We always look forward to public Q&A sessions with PolitiFact staff, for it nearly always provides us with material.
Funke stuck with PolitiFact boilerplate material for the most part, even channeling Bill Adair with his answer about PolitiFact's response to critics who suggest PolitiFact is biased.
Funke's chief error, in our view, was his repetition of a false PolitiFact public talking point:
As far as corrections: We're human beings, so we do make mistakes from time to time. That's why we have a corrections process. You can read our full corrections policy, but the bottom line is that we fix the wrong information and note it. If we give a new rating to a fact-check, we archive the old version so people can see exactly what we changed. Everything that gets a correction or an update gets tagged - see all tagged items.We've pointed out dozens and dozens of mistakes at PolitiFact, and though we've prompted PolitiFact to fix quite a few mistakes the majority of the time PolitiFact ignores the critique and doesn't bother to fix anything. We tried to get PolitiFact Georgia not to interpret "pistol" as a synonym for "handgun" because revolvers count as handguns but do not count as pistols. No go. The mistake remains enshrined in PolitiFact's "database" of facts. And Funke's recent mistake in using a number PolitiFact found wanting as the deficit figure handed off from Bush to Obama still hasn't been fixed. Nor do we expect PolitiFact to break tradition by fixing it.

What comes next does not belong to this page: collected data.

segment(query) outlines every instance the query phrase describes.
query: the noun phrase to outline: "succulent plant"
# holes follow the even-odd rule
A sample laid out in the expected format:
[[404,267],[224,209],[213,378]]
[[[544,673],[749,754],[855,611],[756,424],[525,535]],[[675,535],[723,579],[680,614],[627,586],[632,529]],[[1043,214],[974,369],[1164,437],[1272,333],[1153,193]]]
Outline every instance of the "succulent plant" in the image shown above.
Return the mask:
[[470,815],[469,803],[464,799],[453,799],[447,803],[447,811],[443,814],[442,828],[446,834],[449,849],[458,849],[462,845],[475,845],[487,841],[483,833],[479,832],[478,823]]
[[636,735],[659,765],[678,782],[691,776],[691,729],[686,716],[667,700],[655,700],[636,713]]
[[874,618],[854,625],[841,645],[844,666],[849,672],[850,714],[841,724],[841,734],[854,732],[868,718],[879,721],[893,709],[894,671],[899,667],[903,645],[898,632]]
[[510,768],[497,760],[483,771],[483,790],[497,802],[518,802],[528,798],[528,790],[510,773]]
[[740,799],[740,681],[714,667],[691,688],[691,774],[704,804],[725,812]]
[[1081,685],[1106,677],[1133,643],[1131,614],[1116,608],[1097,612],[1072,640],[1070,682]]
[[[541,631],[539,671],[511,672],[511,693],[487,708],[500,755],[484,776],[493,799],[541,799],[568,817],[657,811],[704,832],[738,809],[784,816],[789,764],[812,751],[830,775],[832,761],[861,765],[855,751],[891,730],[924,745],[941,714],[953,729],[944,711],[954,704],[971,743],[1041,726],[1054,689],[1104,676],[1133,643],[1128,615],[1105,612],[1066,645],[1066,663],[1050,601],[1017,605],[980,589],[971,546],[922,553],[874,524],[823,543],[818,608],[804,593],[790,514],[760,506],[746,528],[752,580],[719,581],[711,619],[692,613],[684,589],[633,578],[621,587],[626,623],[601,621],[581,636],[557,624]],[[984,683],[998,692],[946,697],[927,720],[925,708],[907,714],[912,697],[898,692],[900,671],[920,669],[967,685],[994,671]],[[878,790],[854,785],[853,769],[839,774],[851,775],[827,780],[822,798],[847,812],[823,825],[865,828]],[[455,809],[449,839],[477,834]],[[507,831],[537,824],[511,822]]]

PolitiFact fixes mistakes if and only if PolitiFact feels like fixing the mistakes.
So Funke is wrong about the bottom line at PolitiFact. The PolitiFact "database" has more than its share of bad information.
As for archiving the old version of a fact check when the rating changes, contrary to what Funke says readers can't necessarily find the archived version. Here's an example from 2017. The new version contains no link to the old version. A reader would have to figure out how PolitiFact structures its URLs to track down the archived version (assuming there is one).
Finally, Funke repeats the falsehood that "Everything that gets a correction or an update gets tagged," complete with a link to the very incomplete list of corrected items. PolitiFact does not use tags on many of its articles, particularly those that do not feature a rating. Corrections on those articles do not get tagged and do not appear on the list of corrections. Moreover, PolitiFact simply neglects to tag corrected fact checks on occasion.
Apparently it's too much to ask that PolitiFact staffers know what they're talking about when they describe PolitiFact's corrections process.